Le nouveau décret instaure donc un nouveau droit à congés dans lequel l’ayant droit ne bénéficiera plus que de 31 jours maximum à passer dans le territoire où il a son centre d’intérêts matériels et moraux : ce ne sont plus des congés bonifiés. De qui se moque-t-on ? Sont donc perdus 34 jours à passer dans sa famille et dans son pays. Par ailleurs, la question des critères déterminant le droit, n’a pas été réglée.

Le slogan « plus souvent mais moins longtemps » voudrait dire bénéficier du droit plus fréquemment en contrepartie d’une diminution de la durée.

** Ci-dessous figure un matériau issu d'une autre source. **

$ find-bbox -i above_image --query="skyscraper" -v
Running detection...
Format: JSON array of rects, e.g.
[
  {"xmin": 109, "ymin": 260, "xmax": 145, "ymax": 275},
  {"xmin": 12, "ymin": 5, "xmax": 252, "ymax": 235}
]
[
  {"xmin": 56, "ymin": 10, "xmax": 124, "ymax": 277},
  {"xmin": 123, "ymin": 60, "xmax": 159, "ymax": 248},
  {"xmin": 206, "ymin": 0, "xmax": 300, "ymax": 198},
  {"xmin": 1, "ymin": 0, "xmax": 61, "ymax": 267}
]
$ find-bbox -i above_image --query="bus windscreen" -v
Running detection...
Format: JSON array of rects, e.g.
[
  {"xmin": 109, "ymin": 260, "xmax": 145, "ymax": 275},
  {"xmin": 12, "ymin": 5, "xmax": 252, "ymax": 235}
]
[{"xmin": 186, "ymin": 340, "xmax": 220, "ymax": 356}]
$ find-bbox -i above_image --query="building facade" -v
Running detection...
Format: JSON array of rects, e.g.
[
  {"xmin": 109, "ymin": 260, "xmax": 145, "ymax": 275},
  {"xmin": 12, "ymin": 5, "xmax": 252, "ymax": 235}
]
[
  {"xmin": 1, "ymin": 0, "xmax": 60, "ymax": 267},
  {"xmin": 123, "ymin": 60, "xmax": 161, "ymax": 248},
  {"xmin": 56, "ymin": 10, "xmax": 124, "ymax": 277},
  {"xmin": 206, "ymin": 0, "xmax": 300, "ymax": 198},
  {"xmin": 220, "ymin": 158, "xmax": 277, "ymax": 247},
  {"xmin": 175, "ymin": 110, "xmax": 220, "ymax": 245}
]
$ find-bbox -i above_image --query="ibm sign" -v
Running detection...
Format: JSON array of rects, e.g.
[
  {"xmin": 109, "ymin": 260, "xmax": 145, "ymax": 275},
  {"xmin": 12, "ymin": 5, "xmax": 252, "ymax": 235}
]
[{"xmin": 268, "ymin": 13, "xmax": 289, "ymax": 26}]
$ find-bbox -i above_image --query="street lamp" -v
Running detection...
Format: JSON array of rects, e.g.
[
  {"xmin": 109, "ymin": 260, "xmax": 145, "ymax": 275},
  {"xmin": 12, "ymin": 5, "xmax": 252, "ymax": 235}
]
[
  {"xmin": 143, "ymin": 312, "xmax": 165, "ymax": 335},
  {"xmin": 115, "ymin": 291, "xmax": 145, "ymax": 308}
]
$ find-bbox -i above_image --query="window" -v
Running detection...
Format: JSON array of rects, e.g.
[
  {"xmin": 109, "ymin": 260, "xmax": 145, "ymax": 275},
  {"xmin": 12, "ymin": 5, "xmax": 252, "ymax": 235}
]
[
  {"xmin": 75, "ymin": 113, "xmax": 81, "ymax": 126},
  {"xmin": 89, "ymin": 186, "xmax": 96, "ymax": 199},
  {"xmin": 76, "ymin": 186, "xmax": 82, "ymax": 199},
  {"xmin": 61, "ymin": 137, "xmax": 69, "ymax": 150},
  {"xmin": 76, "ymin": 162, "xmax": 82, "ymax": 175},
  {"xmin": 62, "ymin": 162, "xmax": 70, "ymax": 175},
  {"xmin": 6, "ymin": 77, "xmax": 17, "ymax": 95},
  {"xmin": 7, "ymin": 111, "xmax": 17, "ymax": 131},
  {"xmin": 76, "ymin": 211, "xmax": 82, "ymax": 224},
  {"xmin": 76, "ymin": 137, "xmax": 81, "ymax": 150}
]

Pour la CGT FAPT, malgré quelques points positifs contenus dans le décret tels que le maintien de la prime de vie chère et l’extension aux collectivités ultra-marine destinés à mieux faire passer la pilule, c’est une perte conséquente pour les postiers et les agents d’Orange originaires de l’outremer en fonction dans l’hexagone. C’est aussi une perte économique à venir pour les DOM.

L’entrée en vigueur du décret dès ce mois-ci ne nous fera pas baisser les bras pour autant. La CGT entend reprendre les mobilisations contre cette réforme destinée à faire des économies budgétaires et aider les employeurs publics à gérer les suppressions d’emplois.